Menurut Bambang, Tujuan kegiatan INAICTA 2014 ini untuk mendorong terus berkembangnya produk-produk teknologi, Informasi, dan Komunikasi (TIK), lokal dengan peningkatan kualitas maupun inovasi produk. Tidak hanya bagi pengembang individu, tapi juga bagi komunitas untuk pemberdayaan masyarakat.

"Diharapkan INAICTA ini dapat menjadi sarana untuk peningkatan inovasi dan kreatifitas masyarakat di bidang ICT sehingga karyanya berguna untuk pemberdayaan masyarakat luas. Kami tidak yang ingin muluk-muluk, tetapi karya-karya yang dihasilkan dalam INAICTA ini dapat digunakan dan dirasakan manfaatnya oleh masyarakat luas."kata Bambang pada  pada malam penghargaan INAICTA 2014, di Balai Kartini, Jakarta.

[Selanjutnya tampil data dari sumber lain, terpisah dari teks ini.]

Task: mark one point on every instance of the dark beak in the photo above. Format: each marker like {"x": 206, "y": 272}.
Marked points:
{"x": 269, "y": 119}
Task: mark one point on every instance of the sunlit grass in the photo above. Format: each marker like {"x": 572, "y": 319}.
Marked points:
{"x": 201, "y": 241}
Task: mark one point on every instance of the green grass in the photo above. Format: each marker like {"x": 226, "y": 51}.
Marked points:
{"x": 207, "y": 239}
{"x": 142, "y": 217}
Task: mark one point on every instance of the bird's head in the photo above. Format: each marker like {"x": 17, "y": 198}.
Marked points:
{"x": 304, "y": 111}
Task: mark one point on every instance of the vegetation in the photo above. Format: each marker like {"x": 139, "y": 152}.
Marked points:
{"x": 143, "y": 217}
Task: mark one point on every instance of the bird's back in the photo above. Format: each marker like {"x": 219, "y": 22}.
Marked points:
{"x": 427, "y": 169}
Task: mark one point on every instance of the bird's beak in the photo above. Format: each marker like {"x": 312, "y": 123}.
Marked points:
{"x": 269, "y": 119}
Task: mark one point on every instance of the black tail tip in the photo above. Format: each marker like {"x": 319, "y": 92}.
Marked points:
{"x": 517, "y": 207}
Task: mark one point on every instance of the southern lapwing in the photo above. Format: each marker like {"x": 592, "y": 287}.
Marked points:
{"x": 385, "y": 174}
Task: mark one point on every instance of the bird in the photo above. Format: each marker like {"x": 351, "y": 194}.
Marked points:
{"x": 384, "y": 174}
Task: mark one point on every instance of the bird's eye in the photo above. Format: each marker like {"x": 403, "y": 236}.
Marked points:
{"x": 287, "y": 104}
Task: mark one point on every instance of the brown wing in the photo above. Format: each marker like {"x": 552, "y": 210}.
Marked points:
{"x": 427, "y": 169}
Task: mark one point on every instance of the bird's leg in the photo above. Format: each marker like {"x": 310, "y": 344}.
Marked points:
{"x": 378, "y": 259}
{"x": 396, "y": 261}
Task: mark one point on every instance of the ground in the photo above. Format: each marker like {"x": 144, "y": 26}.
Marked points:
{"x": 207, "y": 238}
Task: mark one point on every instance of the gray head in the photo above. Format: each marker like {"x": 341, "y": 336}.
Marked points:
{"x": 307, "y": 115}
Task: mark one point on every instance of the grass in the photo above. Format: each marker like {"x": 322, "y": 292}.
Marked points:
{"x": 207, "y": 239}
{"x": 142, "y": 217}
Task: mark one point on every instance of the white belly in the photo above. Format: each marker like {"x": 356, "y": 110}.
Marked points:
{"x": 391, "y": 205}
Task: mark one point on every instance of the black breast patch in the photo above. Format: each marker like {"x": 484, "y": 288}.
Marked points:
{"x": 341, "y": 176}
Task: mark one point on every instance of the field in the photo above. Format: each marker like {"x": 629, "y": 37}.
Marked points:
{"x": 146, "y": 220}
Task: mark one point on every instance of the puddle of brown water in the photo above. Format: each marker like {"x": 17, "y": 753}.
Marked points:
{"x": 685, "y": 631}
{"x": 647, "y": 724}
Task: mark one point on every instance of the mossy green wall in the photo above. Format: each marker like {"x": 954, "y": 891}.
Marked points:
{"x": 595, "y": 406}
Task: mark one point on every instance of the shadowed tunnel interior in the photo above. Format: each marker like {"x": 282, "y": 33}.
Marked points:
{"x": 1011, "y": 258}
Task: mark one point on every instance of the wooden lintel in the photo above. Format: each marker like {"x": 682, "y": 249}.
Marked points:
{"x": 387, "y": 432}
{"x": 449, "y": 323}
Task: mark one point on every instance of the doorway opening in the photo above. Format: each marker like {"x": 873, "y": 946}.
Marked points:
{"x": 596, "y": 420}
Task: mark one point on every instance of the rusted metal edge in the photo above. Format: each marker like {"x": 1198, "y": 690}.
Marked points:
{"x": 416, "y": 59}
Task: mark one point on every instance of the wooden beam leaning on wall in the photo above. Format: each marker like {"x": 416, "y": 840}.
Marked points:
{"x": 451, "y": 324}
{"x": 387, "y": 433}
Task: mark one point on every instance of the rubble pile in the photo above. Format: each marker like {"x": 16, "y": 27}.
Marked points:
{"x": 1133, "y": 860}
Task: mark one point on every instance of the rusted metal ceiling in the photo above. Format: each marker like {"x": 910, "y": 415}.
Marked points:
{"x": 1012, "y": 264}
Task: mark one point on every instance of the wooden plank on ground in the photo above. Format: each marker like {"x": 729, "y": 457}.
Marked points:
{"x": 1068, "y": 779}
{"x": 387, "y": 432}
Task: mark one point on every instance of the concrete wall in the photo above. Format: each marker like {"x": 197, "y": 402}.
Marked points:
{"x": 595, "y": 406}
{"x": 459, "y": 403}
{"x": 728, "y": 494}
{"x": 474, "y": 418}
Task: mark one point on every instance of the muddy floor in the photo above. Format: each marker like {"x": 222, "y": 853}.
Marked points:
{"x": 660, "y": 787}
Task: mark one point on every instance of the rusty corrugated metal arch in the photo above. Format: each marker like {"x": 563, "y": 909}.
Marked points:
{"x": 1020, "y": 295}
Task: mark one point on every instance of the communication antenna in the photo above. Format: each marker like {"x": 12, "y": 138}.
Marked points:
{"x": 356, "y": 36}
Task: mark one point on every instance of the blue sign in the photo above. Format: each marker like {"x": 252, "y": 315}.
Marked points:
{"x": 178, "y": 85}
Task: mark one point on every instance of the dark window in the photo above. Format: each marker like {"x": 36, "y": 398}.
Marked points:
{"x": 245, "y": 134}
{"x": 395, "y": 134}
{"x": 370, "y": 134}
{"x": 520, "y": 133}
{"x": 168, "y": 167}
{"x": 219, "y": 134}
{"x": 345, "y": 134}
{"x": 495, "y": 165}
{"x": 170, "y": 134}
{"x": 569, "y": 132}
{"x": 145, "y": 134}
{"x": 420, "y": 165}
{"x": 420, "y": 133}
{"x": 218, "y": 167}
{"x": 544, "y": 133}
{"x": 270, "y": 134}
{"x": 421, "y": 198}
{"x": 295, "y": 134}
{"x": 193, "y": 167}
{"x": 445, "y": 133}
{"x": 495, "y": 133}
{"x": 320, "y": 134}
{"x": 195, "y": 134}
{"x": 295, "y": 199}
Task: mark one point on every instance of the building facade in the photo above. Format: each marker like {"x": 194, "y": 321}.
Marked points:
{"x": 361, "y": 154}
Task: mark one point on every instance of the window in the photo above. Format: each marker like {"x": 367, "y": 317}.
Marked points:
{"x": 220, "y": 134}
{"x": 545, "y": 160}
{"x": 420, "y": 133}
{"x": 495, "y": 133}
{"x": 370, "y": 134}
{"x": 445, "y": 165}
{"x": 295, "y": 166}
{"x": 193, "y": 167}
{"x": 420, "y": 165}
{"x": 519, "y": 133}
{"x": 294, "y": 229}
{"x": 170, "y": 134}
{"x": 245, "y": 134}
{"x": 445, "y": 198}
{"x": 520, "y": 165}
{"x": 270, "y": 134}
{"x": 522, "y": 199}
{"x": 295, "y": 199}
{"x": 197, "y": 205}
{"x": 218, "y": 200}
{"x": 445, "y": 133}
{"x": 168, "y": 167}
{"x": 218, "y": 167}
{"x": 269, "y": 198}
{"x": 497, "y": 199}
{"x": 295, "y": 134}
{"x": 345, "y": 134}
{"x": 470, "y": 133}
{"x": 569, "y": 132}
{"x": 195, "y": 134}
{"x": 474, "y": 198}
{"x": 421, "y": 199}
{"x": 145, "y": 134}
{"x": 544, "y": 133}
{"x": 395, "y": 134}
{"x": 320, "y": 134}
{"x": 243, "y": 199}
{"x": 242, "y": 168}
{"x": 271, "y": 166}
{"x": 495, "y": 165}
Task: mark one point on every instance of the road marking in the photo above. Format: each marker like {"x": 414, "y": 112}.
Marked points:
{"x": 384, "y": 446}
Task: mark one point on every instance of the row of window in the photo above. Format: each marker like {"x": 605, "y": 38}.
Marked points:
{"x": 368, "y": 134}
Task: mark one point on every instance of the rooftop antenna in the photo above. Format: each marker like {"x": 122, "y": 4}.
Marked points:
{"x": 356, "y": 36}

Sementara itu, Ketua Panitia INAICTA 2014, Adreas Surya menjelaskan bahwa katagori yang dilombakan sedikit berbeda dengan tahun lalu. Penjurian INAICTA 2014 akan dibagi 15 katagori anatar lain Health and Wellbeing, Tourisme and Hospital, Micro and SME, Education, Games, Animation, Public Service, Reasearch & Development, e-Inclusion and Sosial Entrepreneurship, Applicative Robot.

Selanjutnya, dikelompok pelajar dan mahasiswa adalah, Student Project SD and SMP, Student Project SMA & SMK, Student Project Perguruang Tinggi, Games Perguruang Tinggi dan Animasi Perguruang Tinggi. "sebagai upaya maksimalkan potensi yang ada INAICTA 2014 menyoroti trend dan potensi perkembangan industri TIK melalui konferensi, workshop, dan eksibisi.

Produk dan karya unggulan Pemenang INAICTA 2014 akan diikutsertakan pada kompentisi selanjutnya ditingkat ASEAN ICT Award (AICTA) dan Asia Pasifik ICT Association (APICTA. "Hal ini bisa berdaya saing baik secara nasional maupun internasional yang dapat digunakan dan dirasakan manfaatnya oleh masyarakat luas," katanya sebagaimana dilansir situs Kementerian.